Security features also can drive the need for data cleaning. Web-submitted data is often automatically scrubbed to prevent SQL injection attacks. While doing data cleaning, it’s often necessary to reverse this process to get at what the original inputs looked like.
Cultural differences can present major problems in cleaning data, too. Even simple things like postal codes can create trouble. A US ZIP code is always either a 5-digit input or 5 digits followed by a dash and four more digits. In Canada, postal costs use both letters and numbers, and there are spaces.
End-users of web applications often enter inputs regardless of whether they fit the database’s format. In the best scenario, the database software rejects the entry and alerts the user. There are also scenarios, though, where the input is accepted and ends up in a field that’s mangled, deprecated or just blank.
Considerations During Data Cleaning
A major question that has to be asked at the beginning of an effort is how much data can you afford to lose. For example, a dataset of fewer than 1,000 entries is already dangerously close to becoming statistically too small to yield relevant results. One way is to just toss out all the bad lines. If a quarter of the entries are visibly flawed and 10% more have machineability issues, it’s not long before you’re shaving off one-third of the dataset without even starting processing. Pre-processing may shave off even more data due to things like the removal of outliers and duplicates.
Barring extreme limits on time or capabilities, your goal should be to preserve as much of the original information as practicable. There are several ways to tackle the task, including doing:
- Manual checks of the data to identify obvious problems
- Dry runs of processing and post-processing work to see how mangled or accurate the output is
- Standard pre-processing methods to spot common problems, such as unescaped or escaped characters and HTML entities
- Machine learning work to recognize patterns in poorly formatted data
While it might be possible to acquire pre-cleaned data from vendors, you’ll still need to perform the same checks because you should never trust inputs that haven’t been checked.
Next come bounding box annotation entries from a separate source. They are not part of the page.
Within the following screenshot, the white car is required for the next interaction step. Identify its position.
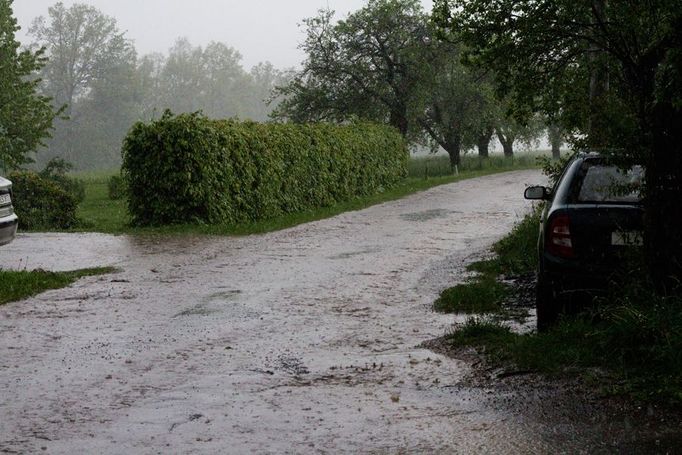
[0,177,19,245]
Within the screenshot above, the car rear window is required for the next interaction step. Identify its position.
[573,161,644,203]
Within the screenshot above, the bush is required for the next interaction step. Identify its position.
[9,171,78,231]
[107,175,125,201]
[39,158,85,204]
[122,112,409,225]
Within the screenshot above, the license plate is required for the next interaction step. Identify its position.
[611,231,644,246]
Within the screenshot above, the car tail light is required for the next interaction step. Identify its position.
[547,215,573,258]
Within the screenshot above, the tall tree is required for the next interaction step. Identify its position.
[0,0,55,170]
[29,2,132,114]
[276,0,429,136]
[275,0,500,169]
[434,0,682,292]
[415,34,497,170]
[159,38,248,118]
[29,2,137,168]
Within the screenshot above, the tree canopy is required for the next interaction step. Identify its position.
[0,0,54,169]
[275,0,532,168]
[434,0,682,290]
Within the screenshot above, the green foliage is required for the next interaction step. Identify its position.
[29,2,139,168]
[38,158,85,204]
[0,267,114,305]
[122,112,408,225]
[107,175,126,201]
[275,0,429,136]
[448,286,682,404]
[408,153,537,179]
[538,153,575,187]
[0,0,54,170]
[9,171,78,231]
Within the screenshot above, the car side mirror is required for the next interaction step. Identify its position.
[523,186,552,201]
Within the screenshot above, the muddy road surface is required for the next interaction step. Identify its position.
[0,171,652,454]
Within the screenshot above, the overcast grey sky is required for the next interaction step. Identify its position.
[14,0,432,68]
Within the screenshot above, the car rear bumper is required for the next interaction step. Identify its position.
[541,254,615,297]
[0,215,19,245]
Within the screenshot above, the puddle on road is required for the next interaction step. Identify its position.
[173,289,242,319]
[400,209,456,221]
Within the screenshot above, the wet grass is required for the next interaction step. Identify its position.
[67,155,537,235]
[0,267,115,305]
[436,208,682,406]
[433,210,540,314]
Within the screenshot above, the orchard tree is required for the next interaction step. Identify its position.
[275,0,500,169]
[495,114,544,158]
[275,0,430,137]
[0,0,55,170]
[29,2,134,114]
[415,34,497,170]
[157,38,248,118]
[434,0,682,293]
[29,2,140,168]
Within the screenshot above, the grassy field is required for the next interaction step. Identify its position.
[435,208,682,405]
[74,155,537,235]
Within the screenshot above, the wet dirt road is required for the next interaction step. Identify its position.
[0,171,648,453]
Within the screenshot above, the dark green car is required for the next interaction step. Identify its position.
[525,153,644,330]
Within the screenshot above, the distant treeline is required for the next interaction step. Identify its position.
[29,3,287,169]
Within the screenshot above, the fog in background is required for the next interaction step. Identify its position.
[13,0,433,69]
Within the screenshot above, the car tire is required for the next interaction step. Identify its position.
[535,275,559,332]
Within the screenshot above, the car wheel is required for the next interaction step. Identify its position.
[535,275,559,331]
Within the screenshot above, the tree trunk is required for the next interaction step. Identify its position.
[547,125,564,160]
[644,103,682,295]
[497,131,514,158]
[444,134,462,174]
[389,109,408,137]
[476,130,494,158]
[587,0,609,150]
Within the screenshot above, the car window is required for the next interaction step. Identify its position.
[574,162,644,203]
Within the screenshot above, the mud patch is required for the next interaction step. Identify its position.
[329,248,379,260]
[400,209,456,221]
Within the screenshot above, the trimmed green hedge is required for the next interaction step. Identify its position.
[8,171,78,231]
[122,112,409,225]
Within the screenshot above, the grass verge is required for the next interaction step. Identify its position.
[444,210,682,406]
[433,210,540,314]
[70,157,537,235]
[0,267,115,305]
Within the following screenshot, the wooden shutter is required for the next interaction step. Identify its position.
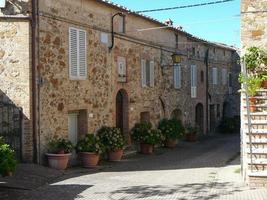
[141,59,146,87]
[69,28,78,78]
[212,67,218,85]
[149,61,155,87]
[191,65,197,98]
[173,65,182,89]
[78,30,87,79]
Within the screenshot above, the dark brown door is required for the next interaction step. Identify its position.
[116,89,131,145]
[196,103,204,134]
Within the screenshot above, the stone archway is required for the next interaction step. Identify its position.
[171,109,183,122]
[195,103,204,134]
[116,89,131,145]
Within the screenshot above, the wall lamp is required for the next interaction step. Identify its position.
[109,12,125,51]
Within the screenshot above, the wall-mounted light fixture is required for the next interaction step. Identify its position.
[0,0,6,8]
[109,12,125,51]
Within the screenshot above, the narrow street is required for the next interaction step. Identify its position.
[3,135,267,200]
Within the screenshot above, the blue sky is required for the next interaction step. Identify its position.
[112,0,240,47]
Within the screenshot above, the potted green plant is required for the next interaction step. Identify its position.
[0,137,17,176]
[76,134,103,168]
[238,73,262,112]
[132,122,164,154]
[158,119,184,148]
[97,126,125,161]
[46,138,73,170]
[185,124,198,142]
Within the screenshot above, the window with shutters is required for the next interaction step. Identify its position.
[117,57,127,82]
[141,59,155,87]
[222,69,227,85]
[173,64,182,89]
[69,28,87,80]
[191,65,197,98]
[212,67,218,85]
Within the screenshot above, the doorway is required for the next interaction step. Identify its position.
[116,89,131,145]
[195,103,204,134]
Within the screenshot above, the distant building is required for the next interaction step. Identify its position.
[0,0,240,163]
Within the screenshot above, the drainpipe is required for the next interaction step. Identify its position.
[204,48,209,132]
[31,0,38,163]
[109,12,125,51]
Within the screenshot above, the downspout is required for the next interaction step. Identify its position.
[204,48,209,132]
[32,0,37,163]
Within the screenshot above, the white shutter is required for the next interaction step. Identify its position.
[191,65,197,98]
[173,65,182,89]
[69,28,87,79]
[141,59,146,87]
[69,28,78,78]
[79,30,87,79]
[212,67,218,85]
[149,61,155,87]
[118,57,126,76]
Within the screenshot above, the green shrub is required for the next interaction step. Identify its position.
[48,138,74,154]
[97,126,125,151]
[0,138,17,176]
[158,119,184,139]
[76,134,103,153]
[132,122,165,145]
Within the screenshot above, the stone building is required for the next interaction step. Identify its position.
[241,0,267,187]
[0,0,239,163]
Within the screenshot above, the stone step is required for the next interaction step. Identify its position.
[248,158,267,165]
[245,120,267,125]
[246,129,267,135]
[247,148,267,154]
[248,171,267,177]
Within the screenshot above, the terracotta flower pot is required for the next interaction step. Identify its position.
[80,152,100,168]
[261,81,267,89]
[140,143,154,154]
[46,153,71,170]
[165,139,178,148]
[108,149,123,161]
[186,133,197,142]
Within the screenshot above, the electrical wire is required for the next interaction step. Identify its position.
[135,0,235,13]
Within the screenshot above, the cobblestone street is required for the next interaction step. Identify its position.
[1,136,267,200]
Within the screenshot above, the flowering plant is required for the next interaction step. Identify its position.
[48,138,74,154]
[76,134,103,153]
[132,122,164,145]
[158,119,184,139]
[97,126,125,151]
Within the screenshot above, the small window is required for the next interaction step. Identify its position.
[200,70,204,83]
[212,67,218,85]
[175,33,179,49]
[69,28,87,80]
[191,65,197,98]
[192,47,196,56]
[173,64,182,89]
[141,59,155,87]
[140,112,150,122]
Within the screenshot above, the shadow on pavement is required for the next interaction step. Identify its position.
[110,182,245,200]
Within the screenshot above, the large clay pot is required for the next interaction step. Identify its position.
[108,149,123,161]
[165,139,178,148]
[249,97,257,112]
[186,133,197,142]
[80,152,100,168]
[261,81,267,89]
[46,153,71,170]
[140,143,154,154]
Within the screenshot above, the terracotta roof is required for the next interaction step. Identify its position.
[97,0,237,51]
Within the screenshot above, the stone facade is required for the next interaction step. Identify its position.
[0,0,33,162]
[0,0,240,162]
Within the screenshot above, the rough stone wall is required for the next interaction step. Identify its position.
[0,0,33,162]
[36,0,240,160]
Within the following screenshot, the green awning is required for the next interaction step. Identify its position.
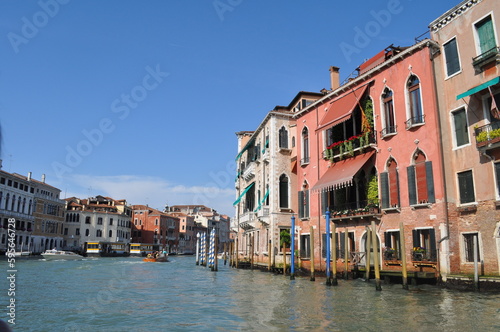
[457,76,500,100]
[253,189,269,212]
[233,182,255,206]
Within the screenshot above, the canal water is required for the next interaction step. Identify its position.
[0,256,500,332]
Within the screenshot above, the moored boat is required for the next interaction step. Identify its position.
[42,249,83,260]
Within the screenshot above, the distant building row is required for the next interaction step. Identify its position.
[231,0,500,278]
[0,170,229,256]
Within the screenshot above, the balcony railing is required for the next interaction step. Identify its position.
[323,132,377,160]
[472,46,500,73]
[475,121,500,149]
[411,248,437,262]
[405,114,425,129]
[380,126,398,137]
[329,201,380,218]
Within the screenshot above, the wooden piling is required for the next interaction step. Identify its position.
[283,242,286,276]
[310,226,316,281]
[344,227,349,280]
[399,222,408,289]
[330,224,339,286]
[372,220,382,291]
[234,237,239,268]
[250,234,255,270]
[365,227,372,281]
[267,240,272,271]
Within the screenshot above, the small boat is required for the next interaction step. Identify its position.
[142,254,168,263]
[42,249,83,260]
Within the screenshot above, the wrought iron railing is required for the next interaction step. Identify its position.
[474,121,500,145]
[405,114,425,129]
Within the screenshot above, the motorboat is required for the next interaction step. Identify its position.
[42,248,83,260]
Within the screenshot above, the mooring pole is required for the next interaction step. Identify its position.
[290,215,295,280]
[267,240,272,271]
[473,235,479,291]
[196,232,200,265]
[365,227,372,281]
[310,226,316,281]
[399,222,408,289]
[330,224,338,286]
[372,220,382,291]
[344,227,349,280]
[325,210,332,286]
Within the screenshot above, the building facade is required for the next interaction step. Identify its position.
[429,0,500,275]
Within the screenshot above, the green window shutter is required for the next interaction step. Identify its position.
[380,172,390,209]
[476,16,496,54]
[406,166,417,205]
[412,229,420,248]
[384,232,392,248]
[444,38,460,76]
[321,191,330,215]
[425,161,436,203]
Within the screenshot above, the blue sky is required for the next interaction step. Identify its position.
[0,0,459,216]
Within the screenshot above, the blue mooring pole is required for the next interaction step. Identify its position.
[325,210,332,286]
[290,215,295,280]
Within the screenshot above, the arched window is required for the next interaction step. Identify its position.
[299,181,309,219]
[406,150,436,205]
[278,126,288,149]
[380,158,400,209]
[280,174,288,209]
[300,127,309,165]
[381,88,396,136]
[407,75,424,127]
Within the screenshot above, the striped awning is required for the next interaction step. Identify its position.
[312,151,375,192]
[233,182,255,206]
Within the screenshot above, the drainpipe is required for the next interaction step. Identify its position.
[427,43,450,277]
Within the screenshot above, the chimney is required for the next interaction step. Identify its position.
[330,66,340,91]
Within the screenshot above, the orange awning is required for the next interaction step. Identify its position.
[317,84,368,130]
[312,151,375,192]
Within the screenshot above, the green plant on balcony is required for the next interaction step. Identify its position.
[366,175,380,208]
[476,128,500,143]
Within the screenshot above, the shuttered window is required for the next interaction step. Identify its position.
[452,108,469,147]
[458,171,476,204]
[406,161,436,205]
[476,16,497,54]
[443,38,460,76]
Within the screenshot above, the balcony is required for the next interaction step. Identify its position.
[323,132,377,161]
[411,247,437,267]
[329,201,381,220]
[475,121,500,151]
[405,114,425,130]
[241,162,255,181]
[472,47,500,74]
[380,126,398,138]
[238,212,258,230]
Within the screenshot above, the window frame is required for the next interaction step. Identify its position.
[450,105,472,150]
[471,11,499,56]
[443,35,462,80]
[456,168,477,206]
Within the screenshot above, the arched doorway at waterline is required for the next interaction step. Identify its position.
[360,231,382,266]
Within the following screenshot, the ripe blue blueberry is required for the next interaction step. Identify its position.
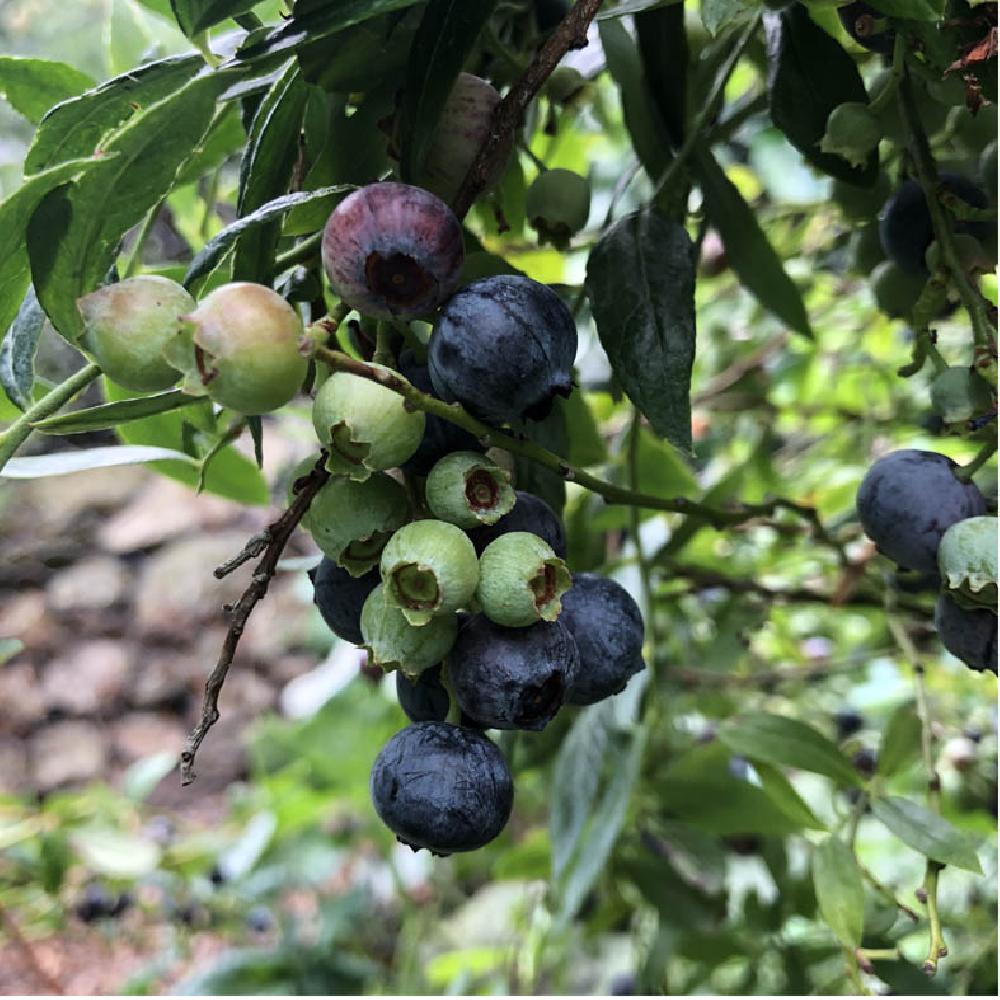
[428,274,577,425]
[310,557,379,646]
[468,490,566,559]
[879,174,991,274]
[323,181,465,319]
[857,448,986,573]
[559,573,646,705]
[370,722,514,856]
[448,615,579,729]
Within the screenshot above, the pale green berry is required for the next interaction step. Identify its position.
[164,281,307,415]
[305,472,410,576]
[361,583,458,679]
[382,521,479,626]
[476,531,573,627]
[424,451,517,528]
[313,365,424,481]
[938,517,998,610]
[76,274,195,392]
[931,365,993,424]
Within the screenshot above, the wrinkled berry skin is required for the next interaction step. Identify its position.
[559,573,646,705]
[398,349,483,476]
[310,557,379,646]
[934,594,997,673]
[857,448,986,573]
[448,615,580,730]
[370,722,514,856]
[396,665,451,722]
[837,3,896,53]
[428,274,577,425]
[323,181,465,319]
[879,174,991,274]
[468,490,566,559]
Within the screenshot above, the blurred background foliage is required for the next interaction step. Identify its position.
[0,0,997,995]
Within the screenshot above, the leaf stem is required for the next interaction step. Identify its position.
[305,340,836,547]
[0,364,101,469]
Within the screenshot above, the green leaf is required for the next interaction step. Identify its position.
[0,56,94,125]
[399,0,496,183]
[0,285,45,410]
[24,56,204,174]
[692,147,813,338]
[239,0,419,60]
[812,837,865,948]
[549,701,614,879]
[871,795,983,874]
[103,379,270,506]
[587,209,695,452]
[764,3,878,187]
[654,742,815,837]
[170,0,260,38]
[719,712,862,786]
[557,728,646,926]
[635,3,688,148]
[233,62,308,284]
[0,446,195,479]
[878,702,920,777]
[32,389,201,435]
[28,73,235,341]
[0,157,111,340]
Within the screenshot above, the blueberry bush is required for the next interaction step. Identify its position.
[0,0,997,995]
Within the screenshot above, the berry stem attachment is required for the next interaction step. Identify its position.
[0,364,101,469]
[899,67,996,346]
[305,344,840,552]
[178,453,330,785]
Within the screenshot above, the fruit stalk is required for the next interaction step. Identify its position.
[0,364,101,469]
[452,0,601,219]
[899,69,995,346]
[307,346,842,554]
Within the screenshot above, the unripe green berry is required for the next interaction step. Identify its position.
[303,472,410,576]
[382,521,479,626]
[476,531,573,628]
[524,167,590,250]
[164,281,306,415]
[938,517,998,610]
[361,583,458,679]
[819,101,882,167]
[931,366,993,424]
[76,274,195,392]
[424,451,517,528]
[313,365,424,482]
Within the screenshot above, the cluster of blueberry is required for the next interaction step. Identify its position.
[857,448,997,673]
[303,183,643,855]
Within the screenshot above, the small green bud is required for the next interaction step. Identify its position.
[304,472,410,576]
[424,451,517,528]
[819,101,882,167]
[164,281,306,415]
[476,531,573,627]
[931,365,993,424]
[382,521,479,626]
[524,167,590,250]
[76,274,196,392]
[313,365,424,482]
[361,583,458,679]
[938,517,998,610]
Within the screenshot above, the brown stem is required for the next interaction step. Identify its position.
[452,0,601,219]
[179,453,330,785]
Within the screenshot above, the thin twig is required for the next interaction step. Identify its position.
[179,453,330,785]
[0,901,65,997]
[452,0,601,219]
[310,344,839,549]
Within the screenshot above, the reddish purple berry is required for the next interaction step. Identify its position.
[323,181,465,319]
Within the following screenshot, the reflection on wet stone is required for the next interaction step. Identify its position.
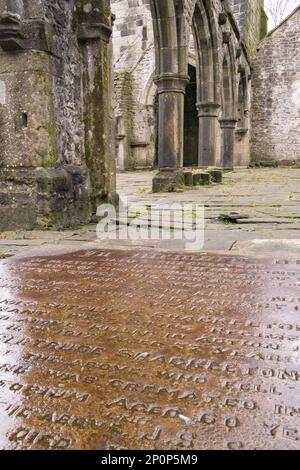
[0,251,300,450]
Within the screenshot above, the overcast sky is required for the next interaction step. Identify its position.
[265,0,300,30]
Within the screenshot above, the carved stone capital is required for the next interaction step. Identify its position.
[154,73,190,94]
[77,23,112,43]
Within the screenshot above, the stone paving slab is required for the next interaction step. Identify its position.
[0,247,300,451]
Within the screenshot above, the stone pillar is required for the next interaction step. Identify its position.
[153,73,189,192]
[220,118,237,170]
[197,102,220,168]
[77,0,115,213]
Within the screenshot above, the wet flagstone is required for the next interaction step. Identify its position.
[0,250,300,450]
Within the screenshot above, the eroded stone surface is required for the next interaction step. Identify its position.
[0,251,300,449]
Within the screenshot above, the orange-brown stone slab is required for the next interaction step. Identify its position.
[0,251,300,449]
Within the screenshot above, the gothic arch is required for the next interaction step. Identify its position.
[150,0,188,178]
[192,0,220,102]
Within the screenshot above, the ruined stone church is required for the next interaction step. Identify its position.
[0,0,300,230]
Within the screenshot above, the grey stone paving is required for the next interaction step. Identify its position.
[0,168,300,257]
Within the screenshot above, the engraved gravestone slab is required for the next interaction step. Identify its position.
[0,251,300,449]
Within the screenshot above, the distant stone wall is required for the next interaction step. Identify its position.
[251,8,300,162]
[0,0,114,230]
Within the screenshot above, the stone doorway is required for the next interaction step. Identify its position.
[183,65,199,167]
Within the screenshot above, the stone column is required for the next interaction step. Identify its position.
[220,118,237,170]
[77,0,115,209]
[197,102,220,168]
[153,73,189,192]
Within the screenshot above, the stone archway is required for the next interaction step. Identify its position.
[193,0,220,167]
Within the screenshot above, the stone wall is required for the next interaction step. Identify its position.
[0,0,114,230]
[111,0,254,169]
[111,0,155,169]
[251,7,300,163]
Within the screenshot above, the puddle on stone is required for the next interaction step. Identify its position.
[0,251,300,450]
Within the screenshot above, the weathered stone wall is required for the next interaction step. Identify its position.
[111,0,155,169]
[0,0,114,229]
[111,0,253,169]
[251,8,300,163]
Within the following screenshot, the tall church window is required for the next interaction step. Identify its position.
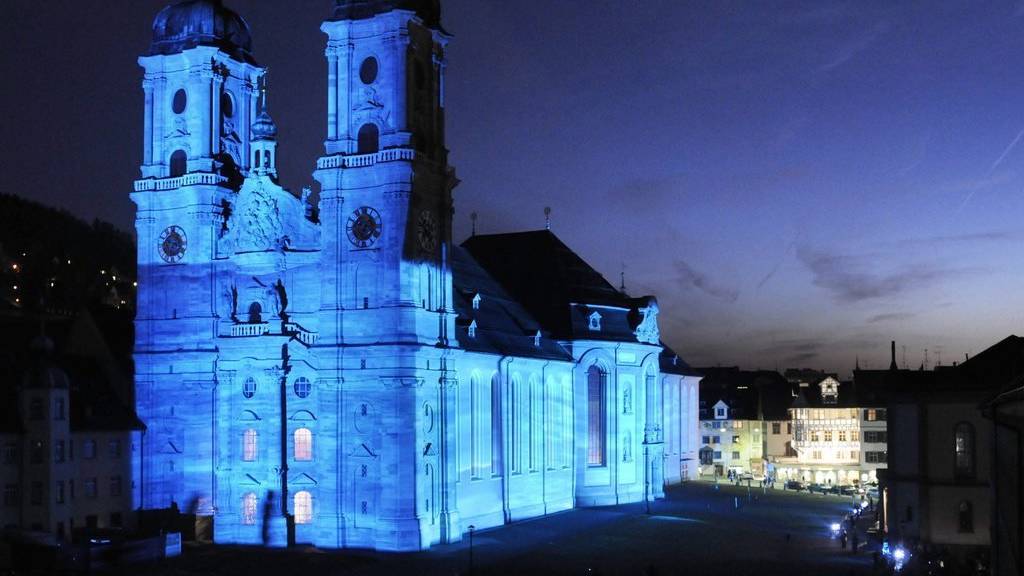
[295,428,313,462]
[293,490,313,524]
[242,428,258,462]
[171,88,188,114]
[242,376,256,398]
[242,492,256,526]
[956,500,974,533]
[953,422,974,478]
[490,374,502,476]
[356,122,381,154]
[587,366,606,466]
[170,150,188,178]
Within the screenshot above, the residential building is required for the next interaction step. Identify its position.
[777,376,887,485]
[0,313,142,540]
[872,336,1024,574]
[131,0,697,550]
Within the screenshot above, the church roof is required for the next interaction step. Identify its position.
[452,248,572,361]
[334,0,441,28]
[463,230,651,341]
[150,0,254,63]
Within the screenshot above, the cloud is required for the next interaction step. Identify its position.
[867,313,918,324]
[797,243,963,303]
[818,22,889,72]
[675,260,739,302]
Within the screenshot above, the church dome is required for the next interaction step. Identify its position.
[334,0,441,27]
[150,0,253,63]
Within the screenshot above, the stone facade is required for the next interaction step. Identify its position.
[132,1,696,550]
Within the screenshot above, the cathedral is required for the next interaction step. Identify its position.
[131,0,698,551]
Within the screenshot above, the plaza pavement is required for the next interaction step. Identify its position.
[138,482,870,576]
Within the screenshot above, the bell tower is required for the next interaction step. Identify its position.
[314,0,461,550]
[131,0,264,517]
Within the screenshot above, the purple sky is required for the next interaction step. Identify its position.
[0,0,1024,374]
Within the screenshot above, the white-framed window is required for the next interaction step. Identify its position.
[242,376,256,398]
[587,362,606,466]
[242,492,256,526]
[293,490,313,524]
[292,376,313,398]
[295,428,313,462]
[242,428,259,462]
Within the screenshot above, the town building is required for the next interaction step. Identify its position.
[0,312,143,541]
[861,336,1024,573]
[131,0,698,550]
[697,367,793,477]
[982,376,1024,576]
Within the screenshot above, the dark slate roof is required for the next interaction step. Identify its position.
[334,0,441,28]
[452,248,572,361]
[463,230,651,341]
[60,357,145,431]
[657,342,701,376]
[696,367,793,420]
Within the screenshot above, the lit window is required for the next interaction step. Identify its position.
[294,490,313,524]
[295,428,313,462]
[587,364,605,466]
[242,428,257,462]
[293,377,313,398]
[953,422,974,478]
[242,492,256,526]
[242,376,256,398]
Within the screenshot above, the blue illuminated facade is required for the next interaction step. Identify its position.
[132,0,698,550]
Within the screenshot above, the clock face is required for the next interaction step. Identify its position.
[160,227,187,264]
[347,206,381,248]
[416,210,438,252]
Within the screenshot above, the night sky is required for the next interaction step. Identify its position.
[6,0,1024,375]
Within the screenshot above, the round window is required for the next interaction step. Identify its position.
[293,378,313,398]
[359,56,380,84]
[220,92,234,118]
[171,88,188,114]
[242,376,256,398]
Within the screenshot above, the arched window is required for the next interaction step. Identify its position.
[953,422,974,478]
[293,490,313,524]
[356,123,381,154]
[242,492,256,526]
[249,302,263,324]
[170,150,188,178]
[293,376,313,398]
[490,374,502,476]
[295,428,313,462]
[242,428,258,462]
[956,500,974,532]
[587,366,606,466]
[242,376,256,398]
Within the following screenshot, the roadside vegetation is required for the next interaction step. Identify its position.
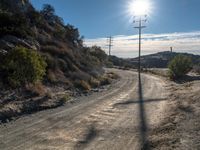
[0,0,119,122]
[168,55,192,80]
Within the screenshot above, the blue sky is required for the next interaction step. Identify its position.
[31,0,200,57]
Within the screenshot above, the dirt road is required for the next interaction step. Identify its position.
[0,70,168,150]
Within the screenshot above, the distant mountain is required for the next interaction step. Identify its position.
[127,51,200,68]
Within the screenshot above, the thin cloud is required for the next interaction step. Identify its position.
[85,31,200,57]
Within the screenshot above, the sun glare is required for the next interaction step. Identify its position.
[128,0,151,16]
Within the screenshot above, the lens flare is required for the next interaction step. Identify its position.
[128,0,151,16]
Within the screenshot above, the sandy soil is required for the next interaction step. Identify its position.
[0,69,200,150]
[149,76,200,150]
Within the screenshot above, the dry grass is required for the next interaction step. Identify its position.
[26,82,47,96]
[75,80,91,92]
[149,81,200,150]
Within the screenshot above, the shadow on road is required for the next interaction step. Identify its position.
[138,71,150,150]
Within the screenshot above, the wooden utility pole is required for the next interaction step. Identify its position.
[133,15,147,73]
[108,36,113,56]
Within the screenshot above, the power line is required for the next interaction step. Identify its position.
[133,15,147,73]
[107,36,114,56]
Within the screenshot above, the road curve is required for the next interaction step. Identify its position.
[0,69,167,150]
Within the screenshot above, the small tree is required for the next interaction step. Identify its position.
[4,47,47,87]
[168,55,192,80]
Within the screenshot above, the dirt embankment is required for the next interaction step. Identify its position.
[0,72,119,123]
[149,78,200,150]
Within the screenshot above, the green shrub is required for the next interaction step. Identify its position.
[89,77,100,88]
[168,55,192,80]
[4,47,47,86]
[0,11,34,38]
[193,64,200,75]
[60,93,71,103]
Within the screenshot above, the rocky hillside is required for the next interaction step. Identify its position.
[0,0,116,122]
[0,0,107,88]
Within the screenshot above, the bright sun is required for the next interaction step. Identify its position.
[129,0,151,16]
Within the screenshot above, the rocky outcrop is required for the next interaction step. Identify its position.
[0,35,40,50]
Data cleaning is one step in a larger process, but it has the potential to wreck everything and force you into a reset. Worse, there’s the very real possibility that the issues go undetected and somehow end up in a final work product. Rest assured that someone will read your work product and see what’s wrong with it.
It’s best to position the cleaning of data early in your larger set of processes. This means planning out how data will be processed and understanding what can’t be properly digested by downstream databases, analytics packages and dashboards. While some problems, such as issues with minor punctuation marks, can be handled in post-processing, you shouldn’t assume this will happen. Always plan to clean data as early as possible.
With a structured process in place, you can operate with cleaner datasets. This will save time and money, and it will also reduce storage overhead. Most importantly, it will ensure you have the largest datasets possible to get the most relevant analysis that can be derived from it.